Scientists have devised a new way to find out how quickly magma is building up beneath the Yellowstone supervolcano.
The technique allows experts to accurately estimate the amount of magma entering the supervolcano from deep beneath Earth’s crust in a process called recharging.
While the new method does not allow scientists to predict when Yellowstone will next erupt, it may help them better understand how the volcano is replenishing its deadly magma stores.
Scientists have devised a new way to find out how quickly magma is building up beneath the Yellowstone supervolcano. The technique allows them to accurately estimate the amount of magma entering the volcano. Pictured is Yellowstone National Park’s Grand Prismatic Pool
Researchers at Washington State University said these pools of molten volcanic rock build in subsurface magma chambers and are key to the eruption process.
‘It is the coal in the furnace that’s heating things up,’ said study coauthor Professor Peter Larson.
‘It’s heating up the boiler. The boiler is what explodes. This tells us what is heating the boiler.’
While it hasn’t blown its top for more than 600,000 years, scientists are working to better understand Yellowstone in the hopes of predicting its next eruption.
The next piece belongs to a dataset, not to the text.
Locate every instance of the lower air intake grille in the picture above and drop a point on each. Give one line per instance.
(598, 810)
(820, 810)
When it last blew the supervolcano produced one of the largest known blasts on Earth, spewing more than 2,000 times as much ash as Mount St Helens did when it erupted in 1980, killing 57 people in the most disastrous eruption in US history.
Yellowstone is currently recharging as its magma chambers fill up with molten rock from the Earth’s mantle – the subsurface layer just beneath the crust.
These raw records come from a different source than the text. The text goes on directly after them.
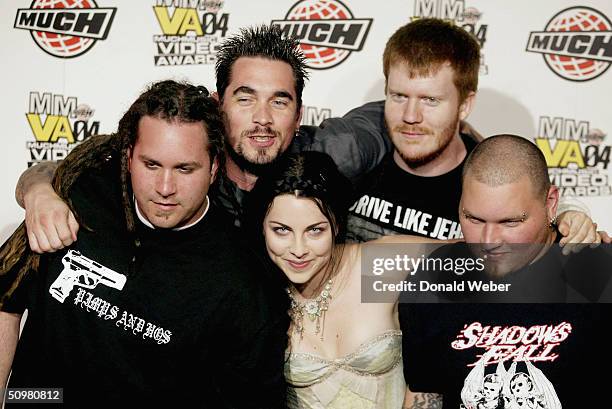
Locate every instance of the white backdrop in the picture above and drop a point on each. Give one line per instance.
(519, 92)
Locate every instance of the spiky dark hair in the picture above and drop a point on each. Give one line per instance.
(261, 41)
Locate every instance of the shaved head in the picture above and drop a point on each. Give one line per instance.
(503, 159)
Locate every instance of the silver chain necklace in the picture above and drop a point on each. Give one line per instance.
(314, 308)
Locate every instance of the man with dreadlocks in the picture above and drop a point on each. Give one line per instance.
(157, 288)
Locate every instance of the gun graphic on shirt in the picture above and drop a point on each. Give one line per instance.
(83, 272)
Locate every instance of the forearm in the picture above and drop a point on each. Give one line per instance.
(418, 400)
(9, 335)
(36, 175)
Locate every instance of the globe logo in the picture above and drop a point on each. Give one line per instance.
(576, 44)
(326, 30)
(65, 28)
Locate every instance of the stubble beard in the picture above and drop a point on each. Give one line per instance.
(254, 161)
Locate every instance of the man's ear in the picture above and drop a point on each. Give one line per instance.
(552, 200)
(299, 118)
(467, 105)
(129, 153)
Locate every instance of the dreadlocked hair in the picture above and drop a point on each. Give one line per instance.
(16, 257)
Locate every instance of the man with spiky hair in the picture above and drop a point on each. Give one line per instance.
(159, 302)
(260, 78)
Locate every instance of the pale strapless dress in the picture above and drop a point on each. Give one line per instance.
(371, 377)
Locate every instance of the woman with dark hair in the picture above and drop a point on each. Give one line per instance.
(343, 353)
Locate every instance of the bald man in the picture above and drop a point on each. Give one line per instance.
(506, 212)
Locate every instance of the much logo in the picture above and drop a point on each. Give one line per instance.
(191, 32)
(576, 43)
(58, 124)
(576, 156)
(65, 28)
(463, 16)
(327, 31)
(312, 115)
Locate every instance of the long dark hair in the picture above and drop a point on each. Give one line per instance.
(310, 175)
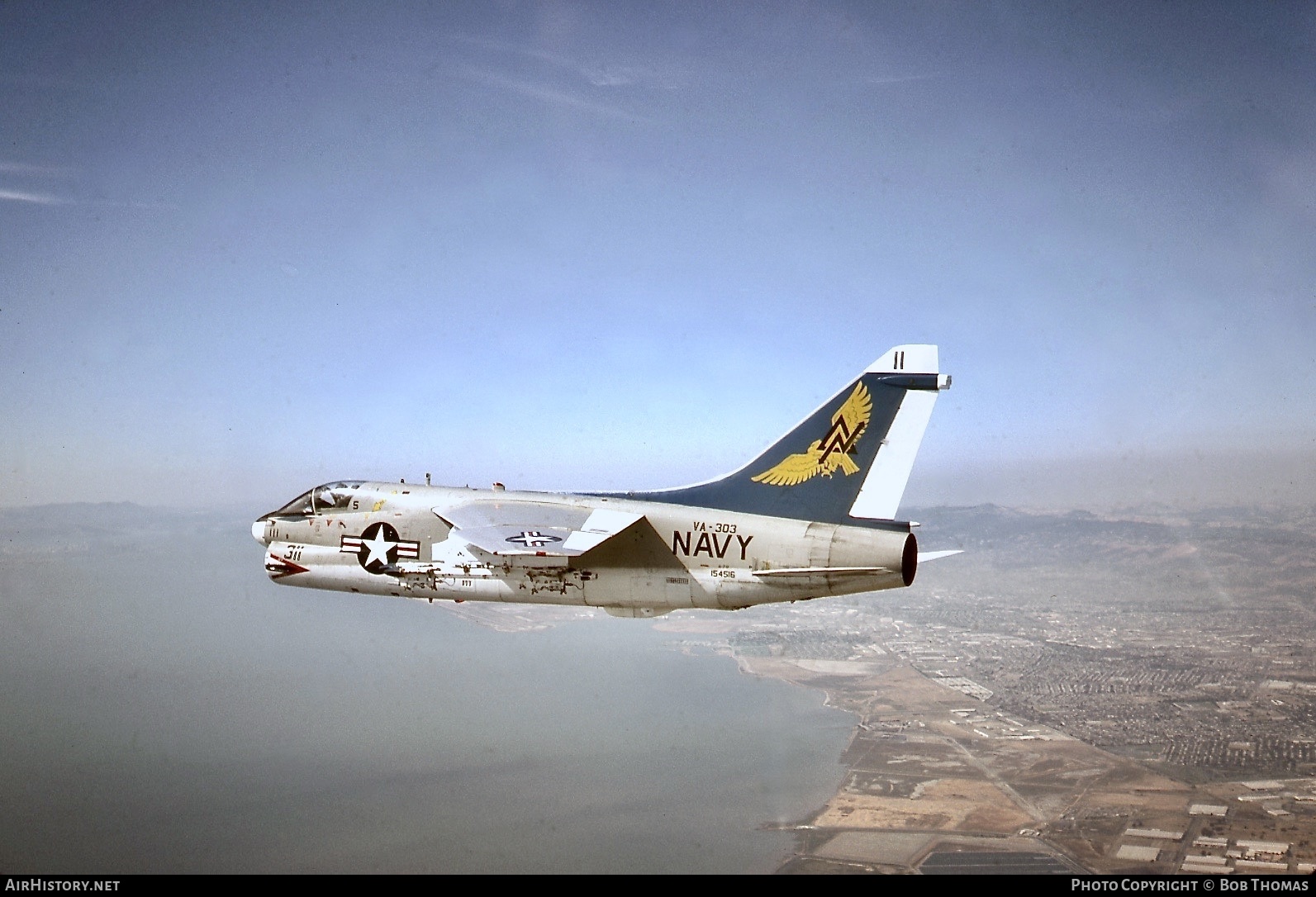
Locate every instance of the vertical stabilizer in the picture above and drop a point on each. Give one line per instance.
(847, 462)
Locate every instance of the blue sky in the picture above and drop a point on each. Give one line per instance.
(246, 248)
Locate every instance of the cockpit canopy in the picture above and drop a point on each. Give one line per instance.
(323, 499)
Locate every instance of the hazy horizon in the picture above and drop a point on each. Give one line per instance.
(563, 244)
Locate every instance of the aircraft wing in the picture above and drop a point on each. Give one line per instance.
(534, 529)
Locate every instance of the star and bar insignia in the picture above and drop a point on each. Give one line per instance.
(378, 548)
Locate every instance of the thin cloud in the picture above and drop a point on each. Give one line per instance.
(595, 75)
(38, 199)
(552, 95)
(37, 171)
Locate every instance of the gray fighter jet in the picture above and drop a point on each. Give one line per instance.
(810, 517)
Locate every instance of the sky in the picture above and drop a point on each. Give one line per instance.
(249, 248)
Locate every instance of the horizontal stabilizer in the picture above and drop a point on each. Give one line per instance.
(807, 572)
Researchers ‘spiked’ several hot springs in Yellowstone National Park with the stable radioactive isotope deuterium (pictured). The deuterium was harmless to the environment and approved for use by park officials
Once these chambers fill the landform could explode at any time, potentially erupting within months or as far as several millennia after a magma recharge.
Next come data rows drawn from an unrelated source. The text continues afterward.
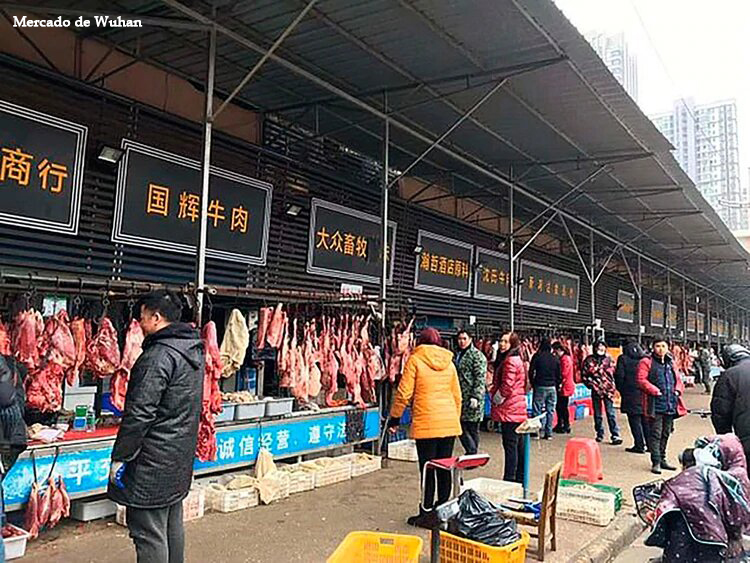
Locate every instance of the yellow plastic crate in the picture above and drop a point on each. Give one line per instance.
(376, 547)
(459, 550)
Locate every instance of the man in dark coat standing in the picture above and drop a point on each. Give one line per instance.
(471, 366)
(730, 404)
(152, 459)
(626, 381)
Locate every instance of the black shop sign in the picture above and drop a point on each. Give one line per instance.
(625, 306)
(345, 243)
(548, 288)
(444, 265)
(159, 202)
(41, 169)
(493, 276)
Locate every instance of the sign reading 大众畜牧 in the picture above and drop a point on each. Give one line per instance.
(548, 288)
(672, 316)
(158, 205)
(691, 321)
(444, 265)
(41, 169)
(657, 313)
(492, 281)
(346, 243)
(625, 306)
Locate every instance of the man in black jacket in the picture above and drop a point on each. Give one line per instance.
(730, 404)
(152, 460)
(545, 377)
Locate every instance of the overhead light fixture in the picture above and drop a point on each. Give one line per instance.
(110, 154)
(293, 209)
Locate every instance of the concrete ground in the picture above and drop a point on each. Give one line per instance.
(308, 527)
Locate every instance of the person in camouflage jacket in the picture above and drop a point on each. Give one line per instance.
(471, 366)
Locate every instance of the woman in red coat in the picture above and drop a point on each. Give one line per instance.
(567, 388)
(508, 395)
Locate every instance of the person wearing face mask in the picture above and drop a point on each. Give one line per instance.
(662, 388)
(508, 393)
(598, 375)
(471, 366)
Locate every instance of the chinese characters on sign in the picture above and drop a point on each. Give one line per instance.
(548, 288)
(41, 169)
(657, 313)
(493, 276)
(346, 243)
(159, 203)
(444, 265)
(625, 306)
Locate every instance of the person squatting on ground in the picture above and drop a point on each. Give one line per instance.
(662, 387)
(730, 404)
(626, 382)
(508, 394)
(152, 459)
(471, 365)
(545, 378)
(430, 383)
(597, 374)
(704, 510)
(566, 390)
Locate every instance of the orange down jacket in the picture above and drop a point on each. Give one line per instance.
(430, 384)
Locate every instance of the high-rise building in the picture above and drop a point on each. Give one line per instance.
(707, 147)
(613, 50)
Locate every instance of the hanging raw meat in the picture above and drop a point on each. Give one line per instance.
(235, 343)
(133, 348)
(206, 449)
(103, 351)
(276, 327)
(78, 330)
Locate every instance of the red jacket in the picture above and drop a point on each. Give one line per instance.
(650, 390)
(510, 381)
(568, 387)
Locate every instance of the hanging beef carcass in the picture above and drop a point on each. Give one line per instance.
(103, 351)
(118, 385)
(206, 448)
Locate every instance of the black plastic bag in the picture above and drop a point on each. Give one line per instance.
(480, 520)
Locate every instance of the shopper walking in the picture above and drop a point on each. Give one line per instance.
(662, 387)
(730, 404)
(566, 390)
(626, 382)
(430, 383)
(545, 377)
(508, 393)
(471, 365)
(598, 375)
(152, 459)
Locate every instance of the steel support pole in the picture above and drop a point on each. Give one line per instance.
(200, 278)
(384, 216)
(512, 261)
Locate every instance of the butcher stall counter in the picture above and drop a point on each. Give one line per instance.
(83, 459)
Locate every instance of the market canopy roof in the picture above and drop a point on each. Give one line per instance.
(554, 115)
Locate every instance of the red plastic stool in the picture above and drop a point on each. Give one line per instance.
(591, 469)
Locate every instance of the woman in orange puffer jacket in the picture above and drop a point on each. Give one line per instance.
(430, 384)
(508, 394)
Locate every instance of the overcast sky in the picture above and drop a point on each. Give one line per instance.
(685, 48)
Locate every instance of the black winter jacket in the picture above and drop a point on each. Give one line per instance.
(730, 404)
(159, 428)
(626, 375)
(544, 370)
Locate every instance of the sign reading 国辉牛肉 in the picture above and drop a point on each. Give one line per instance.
(41, 169)
(444, 265)
(548, 288)
(158, 205)
(345, 243)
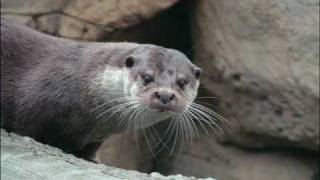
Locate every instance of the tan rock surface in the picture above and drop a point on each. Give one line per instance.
(262, 59)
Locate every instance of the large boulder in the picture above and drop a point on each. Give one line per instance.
(208, 158)
(82, 19)
(262, 59)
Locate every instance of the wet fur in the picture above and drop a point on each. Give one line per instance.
(48, 85)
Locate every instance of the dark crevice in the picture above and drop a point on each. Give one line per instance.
(170, 29)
The eruption occurs when the magma chambers burst, throwing as much as 240 cubic miles (1,000 cubic kilometres) of magma into the air.
A key driver of the volcano’s destructive power is an explosive, silica-rich volcanic rock called rhyolite that break’s through the Earth’s crust during an eruption.
In the new study Professor Larson and his colleagues focussed on the plume of magma heating the rhyolite from below.
When it last blew the supervolcano produced one of the largest known blasts on Earth, spewing more than 2,000 times as much ash as Mount St. Helens did when it erupted in 1980 (pictured), killing 57 people in the most disastrous eruption in US history
‘This gives us an idea of how much magma is recharging the volcano every year,’ said Professor Larson.
The researchers ‘spiked’ several hot springs in Yellowstone National Park with the stable radioactive isotope deuterium.
Researchers said the chemical was harmless to the environment and approved for use by park officials.
The hot springs the team spiked are closely linked to a maze of hydrothermal vents that play a key role in the Yellowstone volcanic system.
Using the temperature of the springs and the time taken for the deuterium to return to normal background radiation levels, the team was able to calculate the amount of water and heat flowing out of the springs.
Researchers found that previous studies underestimated the amount of water coursing through the springs and the amount of heat leaving the springs.
The new data also allowed the team to estimate the amount of magma entering the supervolcano from the mantle as part of its recharging process.
This novel technique offers a number of uses to geological scientists.
It enables scientists to better understand how heat is transferred to the Earth’s surface by molten rock.
This could have implications for the generation of power using our planet’s thermal energy reserves.
COULD AN ERUPTION AT THE YELLOWSTONE SUPERVOLCANO BE PREVENTED?
Recent research found a small magma chamber, known as the upper-crustal magma reservoir, beneath the surface
Nasa believes drilling up to six miles (10km) down into the supervolcano beneath Yellowstone National Park to pump in water at high pressure could cool it.
Despite the fact that the mission would cost $3.46 billion (£2.63 billion), Nasa considers it ‘the most viable solution.’
Using the heat as a resource also poses an opportunity to pay for plan – it could be used to create a geothermal plant, which generates electric power at extremely competitive prices of around $0.10 (£0.08) per kWh.
But this method of subduing a supervolcano has the potential to backfire and trigger the supervolcanic eruption Nasa is trying to prevent.
‘Drilling into the top of the magma chamber ‘would be very risky;’ however, carefully drilling from the lower sides could work.
This USGS graphic shows how a ‘super eruption’ of the molten lava under Yellowstone National Park would spread ash across the United States
Even besides the potential devastating risks, the plan to cool Yellowstone with drilling is not simple.
Doing so would be an excruciatingly slow process that one happen at the rate of one metre a year, meaning it would take tens of thousands of years to cool it completely.
And still, there wouldn’t be a guarantee it would be successful for at least hundreds or possibly thousands of years.